I’m discovering that I am a mom who needs activity. Even if the activity is just being outdoors and swinging or bike riding or chatting with neighbors (we do a lot of that!). In contrast, I don’t do so well just hanging out. Last weekend, I was the parent who got up with the kids in the mornings. On Monday morning, Bryan noted that we’d had a feast for breakfast every morning: crepes on Saturday, pancakes on Sunday, and waffles on Monday. All included eggs and sausage and juice and coffee. I told him that it was easier for me to have a project to do with the kids when we’re up early together. “As opposed to just playing with them?” he replied.
He’s right. If we’re just playing in the sun room, I get bored really fast. I try to read a magazine or clean or pull out the laptop. I’m not sure why. I’m happy to read the kids books for long periods or play a game or color on the easel or play a make-believe game. Andrew and Sylvie both like helping me cook, and they have fun cracking eggs, measuring milk, and whisking ingredients. But if the kids are just hanging out, doing their thing, I don’t really have the patience…actually the interest…in staying tuned in. Oh, and they love it when I just watch them play. Bryan’s mom is an expert at that. She loves watching kids play and do their thing. Bryan seems pretty good at it too. Ahh well, we all have our strengths!
So that’s something that’s been on my mind, and I thought I’d share. Another thing on my mind is that we have a fair amount of Sylvia-unhappiness in our household. That girl is amazing. I love her over the moon. She has so much energy and spirit and spunk. When we go to restaurants, she greets all the other patrons with waves and “HI!!!” and dimples galore. When she laughs (especially when Andrew makes her laugh), it’s heart-warming enough to make a statue crack a smile.
She also has passion and sadness. We visited Sarah and baby Charlie today. They were coming home from their morning stroller ride. It made me think, “What a lovely daily ritual! A stroller ride. Why don’t we do regular stroller rides?” The reason, I quickly remembered, is that from the time it was warm enough to take Sylvia on her earliest walks and stroller rides, she has gone on only a small number fully happy. Invariably, the first half is good and the second half involves some screaming. At least a third of the walk she needs to be carried (if she was in the stroller) or held (if she was in a carrier) as she screams and flails. The girl doesn’t like to be confined.

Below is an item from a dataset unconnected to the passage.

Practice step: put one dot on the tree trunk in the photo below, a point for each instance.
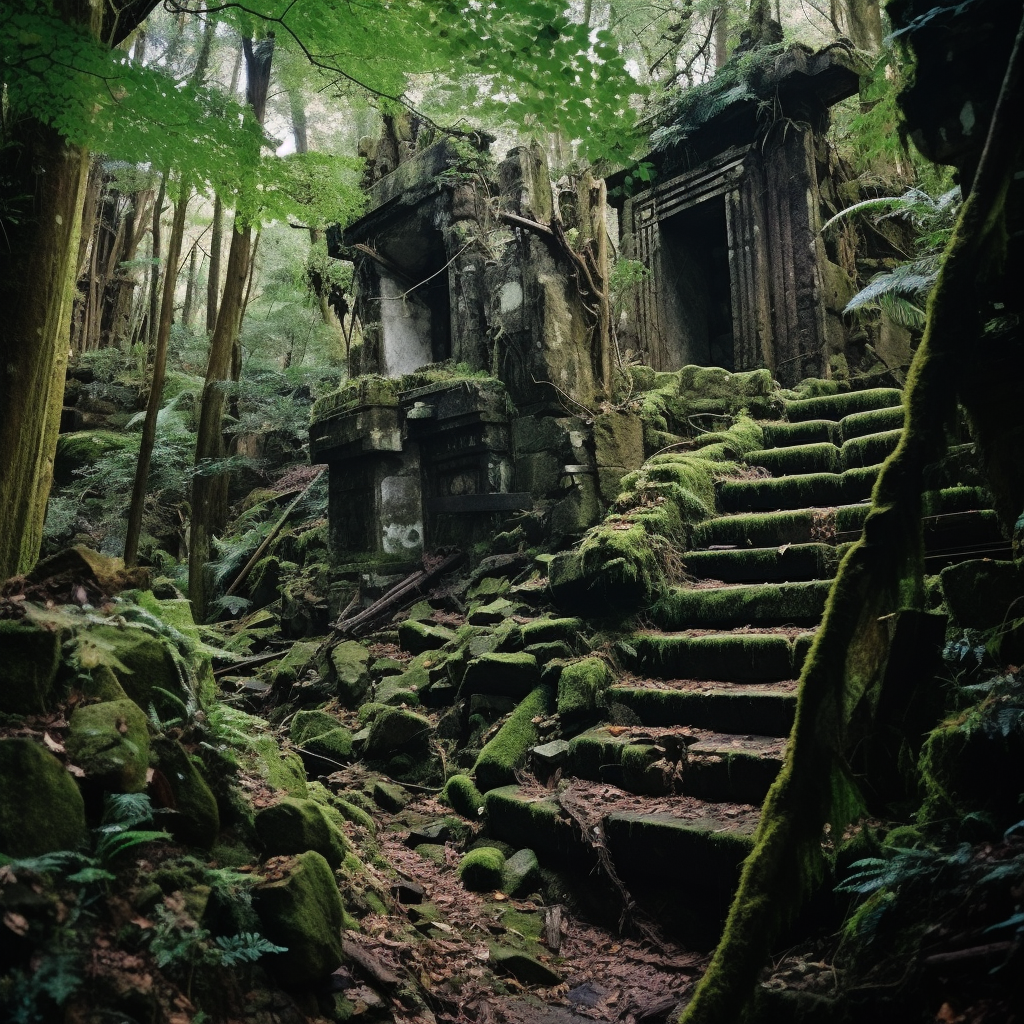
(210, 492)
(157, 385)
(38, 288)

Sometimes I think I should just do things more frequently or consistently with her. If we took a walk every morning at the same time to the same place, maybe that would be better. It isn’t. Or if it is, Andrew doesn’t want to go and he ends up being the one crying and needing to be carried.
Sylvia also tends to fuss or cry most times we drive in the car. It’s not like when she was little and screamed the whole ride. That got better when she was around six months. It’s that she didn’t want to get in her car seat in the first place or she wants something Andrew has or she finished her snack and wants more. For the most part, I can talk her down or cajole her into being calm, but keeping her happy in the car is an active process. She doesn’t get calmed by music or audio books. She sometimes likes to look at books or play with dolls, but then she drops them and I can’t reach them and that’s a big problem.

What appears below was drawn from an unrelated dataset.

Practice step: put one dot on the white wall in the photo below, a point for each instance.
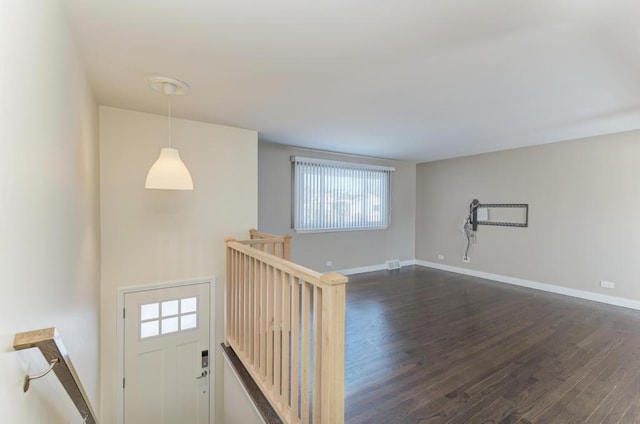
(152, 236)
(583, 198)
(49, 229)
(348, 249)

We had lunch with Bryan today. His office is on the other side of town, and Sylvia cried all the way home. She was saying, “Wa.” And I have no idea what she wanted. She got her arms out her car seat in her tantrum. I guess it all makes me appreciate quiet drives across town when I get them.
All this is to say that if I one day have a grandchild I’d like to remember that things as a parent are sometimes kind of rough. And the rough parts can be mixed in, part and parcel with the sweet, darling, wonderful parts. I’m already finding that I forget things about parenting. I kind of forget what it was like to wake up many times in the night or to have a sick tiny baby. Just like with child birth, the hard parts kind of fade into amnesia and the glowing parts stay crystal clear in my mind. So I write this down not to complain, not even because today is particularly harder than any other day or week, but just to keep it real.